The debate that has risen out of this finding has provoked the nation to rethink the legacy of Richard III, cast in British history by Shakespeare as a deformed villain, who locked his young nephews — rivals to the throne — in the Tower of London, where they are thought to have met their demise.
Richard III’s grave, which was found underneath the Leicester site in the remains of Greyfriars friary, had been lost during the religious reforms of Henry VIII. Richard, the last king of England to fall on the battlefield, was slain in the 1485 Battle of Bosworth Field while defending his crown against the raiding upstart, Henry VII. He was famously depicted in Shakespeare’s “Richard III” crying out before his death: “A horse! A horse! My kingdom for a horse!”
Richard III supporters such as Philippa Langley, a screenwriter and member of the Richard III Society, were driven to find the lost king’s remains by a desire to reopen the debate over his place in history.
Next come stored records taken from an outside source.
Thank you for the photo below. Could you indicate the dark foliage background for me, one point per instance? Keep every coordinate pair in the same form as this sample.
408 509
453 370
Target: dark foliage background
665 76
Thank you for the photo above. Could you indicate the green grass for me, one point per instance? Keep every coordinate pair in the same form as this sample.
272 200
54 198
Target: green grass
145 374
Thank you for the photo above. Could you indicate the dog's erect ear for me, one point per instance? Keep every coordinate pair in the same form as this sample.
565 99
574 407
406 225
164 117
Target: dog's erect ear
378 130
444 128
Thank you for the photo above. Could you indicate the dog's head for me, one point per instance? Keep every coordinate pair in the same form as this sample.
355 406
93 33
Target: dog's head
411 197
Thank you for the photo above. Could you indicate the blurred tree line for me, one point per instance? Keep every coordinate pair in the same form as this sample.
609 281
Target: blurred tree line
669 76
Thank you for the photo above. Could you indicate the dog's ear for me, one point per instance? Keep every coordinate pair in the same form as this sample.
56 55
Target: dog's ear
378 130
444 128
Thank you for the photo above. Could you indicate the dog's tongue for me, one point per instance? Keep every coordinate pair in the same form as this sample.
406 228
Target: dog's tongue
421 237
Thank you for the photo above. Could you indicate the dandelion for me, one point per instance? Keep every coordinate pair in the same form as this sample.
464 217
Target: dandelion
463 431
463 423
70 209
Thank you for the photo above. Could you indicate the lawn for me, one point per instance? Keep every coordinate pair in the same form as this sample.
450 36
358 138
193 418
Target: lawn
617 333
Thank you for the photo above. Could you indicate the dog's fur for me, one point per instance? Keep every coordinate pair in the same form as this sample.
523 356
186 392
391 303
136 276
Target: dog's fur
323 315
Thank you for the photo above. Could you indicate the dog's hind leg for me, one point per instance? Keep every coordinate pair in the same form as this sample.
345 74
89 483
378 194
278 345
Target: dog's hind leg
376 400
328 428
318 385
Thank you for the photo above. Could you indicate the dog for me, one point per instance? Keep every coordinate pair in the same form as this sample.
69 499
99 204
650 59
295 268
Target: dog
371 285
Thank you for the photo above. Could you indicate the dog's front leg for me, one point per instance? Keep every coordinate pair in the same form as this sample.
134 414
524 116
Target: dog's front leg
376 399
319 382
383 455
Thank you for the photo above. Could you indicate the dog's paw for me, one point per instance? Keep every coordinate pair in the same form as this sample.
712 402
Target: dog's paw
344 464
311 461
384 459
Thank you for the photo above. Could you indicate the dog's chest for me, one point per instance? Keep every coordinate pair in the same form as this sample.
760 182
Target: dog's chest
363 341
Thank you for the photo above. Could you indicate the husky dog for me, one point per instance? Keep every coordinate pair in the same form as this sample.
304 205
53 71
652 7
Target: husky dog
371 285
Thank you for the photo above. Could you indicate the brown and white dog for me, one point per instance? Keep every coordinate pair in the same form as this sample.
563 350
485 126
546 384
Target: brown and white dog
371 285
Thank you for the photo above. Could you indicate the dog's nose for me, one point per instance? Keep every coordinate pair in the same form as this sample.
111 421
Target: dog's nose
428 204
Experts say that most of what is known today about the medieval king is largely “propaganda” of the Tudor monarchs who followed him.
“I think the discovery brought the real Richard into sharp focus,” Langley said. “People are realizing that a lot of what they thought they knew about Richard III was pretty much propaganda and myth building.”
Langley, who helped pull together $52,000 to fund the project, worked with a team of archaeologists at Leicester University who were able to locate the hidden monastery and Richard’s remains.
When archaeologists uncovered the skeleton of a man in what was once the choir of the Greyfriars Church — exactly where texts said the monarch was buried — the evidence was so compelling that Langley believed the remains were those of King Richard.
From the time the bones were found, there was strong evidence to suggest the remains belonged to the monarch. The skeleton indicated a personage who was well nourished, who had suffered cranial trauma during battle and who exhibited spine damage from scoliosis, a type of curvature of the spine — all signs that pointed to Richard III.